Ten years ago this month, the first issue of Genome Technology hit mailboxes. In their letter to readers, chairman Dennis Waters and publisher Harry Greenwald said it was a good time for a new magazine focused on the "technology-led culture change in life sciences research" to launch, and that GT would be "dedicated to documenting and illuminating that change for the people who are living through it and living in it." How fitting, then, that GT's first cover story focused on Leroy Hood's $200 million institution for what was then being called "the new biology."
At the time, GT wrote that Hood described his mission as wanting to build "the world's most cutting-edge interdisciplinary research site." The result of his work was the Institute for Systems Biology in Seattle. No one knew then whether Hood's dream was going to pan out, or if, as GT wrote, the institute would end up becoming his "Waterloo." In 2000, the concerns ran the gamut from funding — Hood had managed to amass about $16 million, but said he needed around $200 million — to whether his vision for a transformation of medicine could even be achieved considering the necessary technologies for genomics, proteomics, and single-cell analysis research hadn't even been invented yet. Now, the ISB is on the cutting edge of systems biology research, and as early as 2005 began applying systems biology to "P4 Medicine," a term coined by Hood.
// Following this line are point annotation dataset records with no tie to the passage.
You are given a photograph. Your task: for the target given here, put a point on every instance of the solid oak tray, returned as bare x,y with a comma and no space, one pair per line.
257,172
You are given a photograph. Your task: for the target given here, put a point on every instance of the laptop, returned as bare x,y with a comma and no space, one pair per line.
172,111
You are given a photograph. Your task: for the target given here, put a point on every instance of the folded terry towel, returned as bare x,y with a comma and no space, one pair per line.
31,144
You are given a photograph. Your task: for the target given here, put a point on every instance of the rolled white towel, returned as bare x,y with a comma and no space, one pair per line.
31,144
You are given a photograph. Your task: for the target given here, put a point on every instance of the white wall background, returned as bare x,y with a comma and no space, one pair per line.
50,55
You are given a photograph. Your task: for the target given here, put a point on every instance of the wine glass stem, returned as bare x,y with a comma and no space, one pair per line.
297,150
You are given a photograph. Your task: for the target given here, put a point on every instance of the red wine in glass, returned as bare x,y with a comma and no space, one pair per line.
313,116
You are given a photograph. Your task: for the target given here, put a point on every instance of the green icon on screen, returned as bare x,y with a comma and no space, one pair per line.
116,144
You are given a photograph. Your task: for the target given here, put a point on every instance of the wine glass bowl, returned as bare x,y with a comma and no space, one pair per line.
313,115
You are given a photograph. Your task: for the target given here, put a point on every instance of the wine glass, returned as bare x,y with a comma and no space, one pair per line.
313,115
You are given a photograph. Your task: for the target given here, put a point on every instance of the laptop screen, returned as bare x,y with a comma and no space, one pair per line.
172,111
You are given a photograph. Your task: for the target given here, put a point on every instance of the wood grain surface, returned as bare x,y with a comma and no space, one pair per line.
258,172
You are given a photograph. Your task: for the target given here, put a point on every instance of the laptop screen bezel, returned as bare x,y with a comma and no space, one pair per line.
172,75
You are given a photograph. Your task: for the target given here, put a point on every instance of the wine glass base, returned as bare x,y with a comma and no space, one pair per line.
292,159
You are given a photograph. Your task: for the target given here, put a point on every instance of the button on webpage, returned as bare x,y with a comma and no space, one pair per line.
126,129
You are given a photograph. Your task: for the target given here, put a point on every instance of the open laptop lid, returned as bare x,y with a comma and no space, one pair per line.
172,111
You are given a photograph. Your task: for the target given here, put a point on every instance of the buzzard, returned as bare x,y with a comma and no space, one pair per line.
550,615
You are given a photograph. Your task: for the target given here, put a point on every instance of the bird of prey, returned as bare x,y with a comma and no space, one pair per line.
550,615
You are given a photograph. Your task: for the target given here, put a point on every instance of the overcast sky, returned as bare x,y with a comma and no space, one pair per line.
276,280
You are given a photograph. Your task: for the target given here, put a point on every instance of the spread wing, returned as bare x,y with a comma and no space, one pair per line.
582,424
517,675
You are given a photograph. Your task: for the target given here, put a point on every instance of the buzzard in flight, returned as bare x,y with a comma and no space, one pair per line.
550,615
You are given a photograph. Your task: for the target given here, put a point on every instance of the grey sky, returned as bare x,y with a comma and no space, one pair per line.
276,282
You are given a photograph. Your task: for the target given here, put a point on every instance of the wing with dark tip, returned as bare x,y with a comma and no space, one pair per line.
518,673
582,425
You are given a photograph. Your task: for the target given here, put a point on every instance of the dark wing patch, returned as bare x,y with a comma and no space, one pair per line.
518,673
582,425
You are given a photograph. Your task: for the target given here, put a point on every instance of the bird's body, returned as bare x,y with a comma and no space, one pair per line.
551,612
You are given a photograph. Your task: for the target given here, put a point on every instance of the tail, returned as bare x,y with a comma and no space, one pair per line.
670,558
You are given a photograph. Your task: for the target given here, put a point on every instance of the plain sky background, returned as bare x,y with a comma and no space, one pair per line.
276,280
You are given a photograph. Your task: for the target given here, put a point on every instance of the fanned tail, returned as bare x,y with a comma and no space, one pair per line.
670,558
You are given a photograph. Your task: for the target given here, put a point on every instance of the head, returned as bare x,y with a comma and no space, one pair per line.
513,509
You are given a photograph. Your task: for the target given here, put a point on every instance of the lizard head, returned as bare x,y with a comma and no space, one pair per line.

In September 2005, GT celebrated its fifth anniversary with a cover story about the growing need for microarray standards. At the time, microarray technology was starting to become mainstream in the lab, but researchers found the need for standards of measurement to turn it into a more precise technology, as it started to enter the realm of clinical use.
In GT's September 2009 issue, the growing comfort with collaborations between academia and industry made news. Once considered "selling out," academia's willingness to work with industry — and the billions of dollars it brought to the table — was starting to make sense. However, ethical issues in such relationships have begun to surface, and NIH and other regulatory bodies have tightened conflict-of-interest rules concerning the sometimes illicit relationships between individual researchers and pharmaceutical companies.